Immune cell dynamics and their role in cardiac injury: Mechanisms and therapeutic implications

Cardiovascular injury initiates a temporally regulated immune cascade that governs both tissue damage and repair. Neutrophils, macrophages, dendritic cells, and T cells contribute distinct yet overlapping functions during acute inflammation, resolution, and chronic remodeling. This review synthesizes recent findings from single-cell transcriptomics, spatial omics, immunometabolism, and neuroendocrine–immune interactions to delineate immune cell dynamics across major cardiac diseases, including myocardial infarction, heart failure, viral myocarditis, hypertensive remodeling, and sepsis-induced cardiomyopathy. We further examine how immune cells communicate with cardiomyocytes, fibroblasts, endothelial cells, and neurohormonal regulators to shape the myocardial microenvironment. Particular emphasis is placed on macrophage polarization, regulatory T cell activity, extracellular vesicle–mediated signaling, and metabolic checkpoints as key determinants of immune behavior.

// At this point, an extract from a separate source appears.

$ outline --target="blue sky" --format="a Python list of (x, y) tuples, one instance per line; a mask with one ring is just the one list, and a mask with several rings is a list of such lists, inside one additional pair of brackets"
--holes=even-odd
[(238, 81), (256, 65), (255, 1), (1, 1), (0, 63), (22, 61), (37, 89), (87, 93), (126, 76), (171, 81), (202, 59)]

Based on these mechanistic insights, we propose a framework for precision immunotherapy that integrates immune profiling, metabolic status, and neuroendocrine cues to guide individualized interventions. Emerging strategies—including low-dose interleukin-2, immune checkpoint blockade, mesenchymal stem cell–derived extracellular vesicles, and immunometabolic reprogramming—are highlighted as promising means to recalibrate immunity toward tissue repair. Overall, this review provides a translational perspective aimed at shifting cardiovascular therapy from non-specific immunosuppression to adaptive, stage-specific immunomodulation.